Famous Last Words...

…I’m not ready yet? Nope. I’m not trying to write another entry with passages of a song, I’ll just be using Jars of Clay’s song title to describe the words “thought so” because indeed, those were the famous last words of, uhmm, wait, I know the person I’m talking about here is not really into reading blogs, but people who knew us both might take a peek so I might as well give that person a codename. Let’s try Kermit. Hahaha! (Hmm.. bakit kaya?! Hehe!) Ayun, si Kermit nga. Those were Kermit’s famous last words. Y’know what, Kermit? You should’ve just told me all the upsetting, unspoken words in your mind because, after all, I knew they were disappointing anyway. What’s the use of keeping it all inside when I already read it in your eyes the last time we spent time together? Too bad, I won’t have the chance to thank you personally for all the changes you brought into my life. You were the sweetest person who walked into my life… yep, past tense. I always thought you were the best that I even thought of welcoming you again if ever you decide to come back. But I guess our friendship never really mattered to you because you left just like that. I understand you, we only met last June and our friendship wasn’t fully developed. 6 months may not be enough for you to consider exchanging of formal, heartfelt goodbyes if ever you needed a moment of solitude; to organize your life on your own or without me in it. It never really occurred to me that it was just 6 months that we’ve known each other because it felt as if we’ve known each other for years! Ok, my fault. A wonderful thought like that, even how wonderful it is, is a step outside the boundaries of reality. Truth is, it was just 6 months for you, already 6 months for me.

I’m not waiting for you anymore. Waiting is a form a suicide, if I may quote a line from ate vanna’s poem. When you left, I thought my world has ended. But I realized that only in the dictionary that the words end and beginning are antonyms, because if we are to use them in life situations, they can be synonymous terms.
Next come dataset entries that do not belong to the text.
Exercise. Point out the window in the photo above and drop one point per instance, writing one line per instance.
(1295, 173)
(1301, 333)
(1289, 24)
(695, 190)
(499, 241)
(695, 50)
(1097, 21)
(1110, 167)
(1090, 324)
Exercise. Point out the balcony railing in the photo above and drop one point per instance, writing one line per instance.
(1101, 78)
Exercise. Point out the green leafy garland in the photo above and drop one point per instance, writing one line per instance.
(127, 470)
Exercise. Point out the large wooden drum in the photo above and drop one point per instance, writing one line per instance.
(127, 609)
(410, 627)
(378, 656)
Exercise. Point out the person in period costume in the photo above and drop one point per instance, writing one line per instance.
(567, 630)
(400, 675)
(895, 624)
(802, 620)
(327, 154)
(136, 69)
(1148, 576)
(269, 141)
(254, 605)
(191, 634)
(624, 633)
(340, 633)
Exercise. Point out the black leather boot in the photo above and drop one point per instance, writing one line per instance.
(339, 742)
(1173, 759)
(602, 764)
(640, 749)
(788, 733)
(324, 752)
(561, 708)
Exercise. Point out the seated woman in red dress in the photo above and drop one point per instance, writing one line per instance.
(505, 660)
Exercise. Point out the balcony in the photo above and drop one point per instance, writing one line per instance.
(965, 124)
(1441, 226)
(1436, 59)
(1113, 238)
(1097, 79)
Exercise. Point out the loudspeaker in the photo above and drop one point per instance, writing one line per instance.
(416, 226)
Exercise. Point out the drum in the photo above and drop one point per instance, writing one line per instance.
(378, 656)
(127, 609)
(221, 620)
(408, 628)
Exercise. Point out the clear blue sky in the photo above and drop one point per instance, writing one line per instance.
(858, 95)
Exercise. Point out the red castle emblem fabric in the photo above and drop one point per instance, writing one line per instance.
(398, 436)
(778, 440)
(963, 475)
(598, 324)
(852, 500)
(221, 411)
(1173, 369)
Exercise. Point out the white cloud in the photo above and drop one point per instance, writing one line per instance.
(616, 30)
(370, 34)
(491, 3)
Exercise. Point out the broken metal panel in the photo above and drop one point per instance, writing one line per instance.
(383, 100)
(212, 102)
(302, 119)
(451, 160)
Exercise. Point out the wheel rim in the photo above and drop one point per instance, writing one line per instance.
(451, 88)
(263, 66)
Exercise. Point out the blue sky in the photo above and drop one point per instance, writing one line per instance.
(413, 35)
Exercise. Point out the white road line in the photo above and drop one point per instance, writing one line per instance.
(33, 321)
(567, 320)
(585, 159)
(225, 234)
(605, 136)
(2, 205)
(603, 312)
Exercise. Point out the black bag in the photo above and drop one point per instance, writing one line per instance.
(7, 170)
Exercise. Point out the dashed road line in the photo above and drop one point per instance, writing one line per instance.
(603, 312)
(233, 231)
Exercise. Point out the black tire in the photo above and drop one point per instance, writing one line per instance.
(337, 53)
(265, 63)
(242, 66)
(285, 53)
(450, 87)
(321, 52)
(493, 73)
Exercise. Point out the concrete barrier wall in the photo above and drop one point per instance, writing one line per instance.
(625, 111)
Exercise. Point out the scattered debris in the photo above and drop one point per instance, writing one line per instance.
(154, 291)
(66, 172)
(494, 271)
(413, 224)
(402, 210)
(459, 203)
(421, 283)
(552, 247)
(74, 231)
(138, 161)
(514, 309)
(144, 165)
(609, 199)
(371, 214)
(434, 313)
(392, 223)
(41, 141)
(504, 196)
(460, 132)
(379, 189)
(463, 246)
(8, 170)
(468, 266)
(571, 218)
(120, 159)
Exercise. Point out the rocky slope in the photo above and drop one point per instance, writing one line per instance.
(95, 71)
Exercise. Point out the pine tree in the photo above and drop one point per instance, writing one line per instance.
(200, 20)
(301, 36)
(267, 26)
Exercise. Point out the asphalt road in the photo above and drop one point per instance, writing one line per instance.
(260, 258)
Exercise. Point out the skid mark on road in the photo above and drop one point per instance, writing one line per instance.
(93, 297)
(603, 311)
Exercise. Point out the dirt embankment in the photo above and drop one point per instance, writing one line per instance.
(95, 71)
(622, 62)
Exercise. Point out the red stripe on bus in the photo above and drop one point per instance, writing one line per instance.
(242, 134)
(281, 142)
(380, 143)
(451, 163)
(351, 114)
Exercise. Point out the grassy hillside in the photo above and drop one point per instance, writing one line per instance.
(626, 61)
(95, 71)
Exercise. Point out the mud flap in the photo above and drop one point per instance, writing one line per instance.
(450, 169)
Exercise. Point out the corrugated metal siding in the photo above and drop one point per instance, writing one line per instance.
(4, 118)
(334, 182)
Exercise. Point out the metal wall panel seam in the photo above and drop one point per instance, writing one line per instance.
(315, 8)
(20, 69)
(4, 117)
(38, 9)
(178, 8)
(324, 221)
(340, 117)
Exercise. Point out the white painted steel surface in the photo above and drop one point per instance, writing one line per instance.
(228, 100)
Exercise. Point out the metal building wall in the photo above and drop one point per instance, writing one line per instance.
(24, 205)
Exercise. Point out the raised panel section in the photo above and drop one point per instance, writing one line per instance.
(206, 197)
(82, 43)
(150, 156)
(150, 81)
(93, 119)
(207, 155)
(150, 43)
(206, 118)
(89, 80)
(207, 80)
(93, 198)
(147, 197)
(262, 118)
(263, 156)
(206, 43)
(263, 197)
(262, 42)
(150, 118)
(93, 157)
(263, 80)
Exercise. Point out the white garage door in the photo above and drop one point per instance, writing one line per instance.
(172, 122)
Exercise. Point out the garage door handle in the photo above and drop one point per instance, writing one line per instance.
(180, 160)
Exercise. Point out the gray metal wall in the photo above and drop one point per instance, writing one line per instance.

When you ended something between us, something actually began. You departure was an indispensable element to the start of that something. I just hope that something good already began in your life.

One Last Wonderful Day

Friday night, I was at the LRT Recto station waiting for the next train to Santolan when I saw a woman carrying a child on her arms. She was talking with the security guards and though I’m not really interested in what they were talking about, I had an earshot of their conversation because I’m only a few steps away from them. The lady with the child said: “Sabi kasi nila patay na, e nasa palengke pa ako nun kaya nagmadali na lang ako umuwi, tapos nung dumating ako dumilat pa sya, kaya heto dinala ko agad.” I was intrigued so I looked again at the child who I barely noticed when I arrived there. I was taken aback by the sight of the little girl on the woman’s arms. The child is really, and I mean really, thin. How thin? Put your two fingers together and you’re already having a glimpse of her arm. I’m not being pessimistic here when I say that that child would only have but a few months to live with the kind of body she has. I turned my eyes away from the unbearable display of life’s reality and preoccupied my mind with other thoughts. I don’t want to stare a long time like what other people did. By staring at the mother and child, they thought they could show that they care, but I think watching people in such pitiful condition only shows the incapability of most of us to offer a help that is really needed because we conceive sympathy as a valuable aid when in fact it is not. I always refuse to sympathize, believing that I’m only allowing one to go for a dip in a drowning pool of self-pity when I try to commiserate. Anyway, thank God it’s already the last station and I managed not to look at the subject of murmurs and stares in the train. I decided to let the others go first to avoid having the glimpse of that little girl, but when I was about to go down the stairs, I saw the little girl. She saw me too. Our eyes met. I turned my back because my eyes welled with tears. I couldn’t control the crying. I cried not because I pitied her frail body or because of the idea that one mother will lose a child anytime soon. I cried because I didn’t see any sign of unhappiness or pain in the child’s eyes. I’m not saying that she was otherwise, but I think what I saw was acceptance of fate, that she is ready to let go.

I entitled this “One Last Wonderful Day” because that’s what I prayed to God for them. I asked Him to give the child one last wonderful day here on earth before He decides to carry the child on his loving arms up in heaven.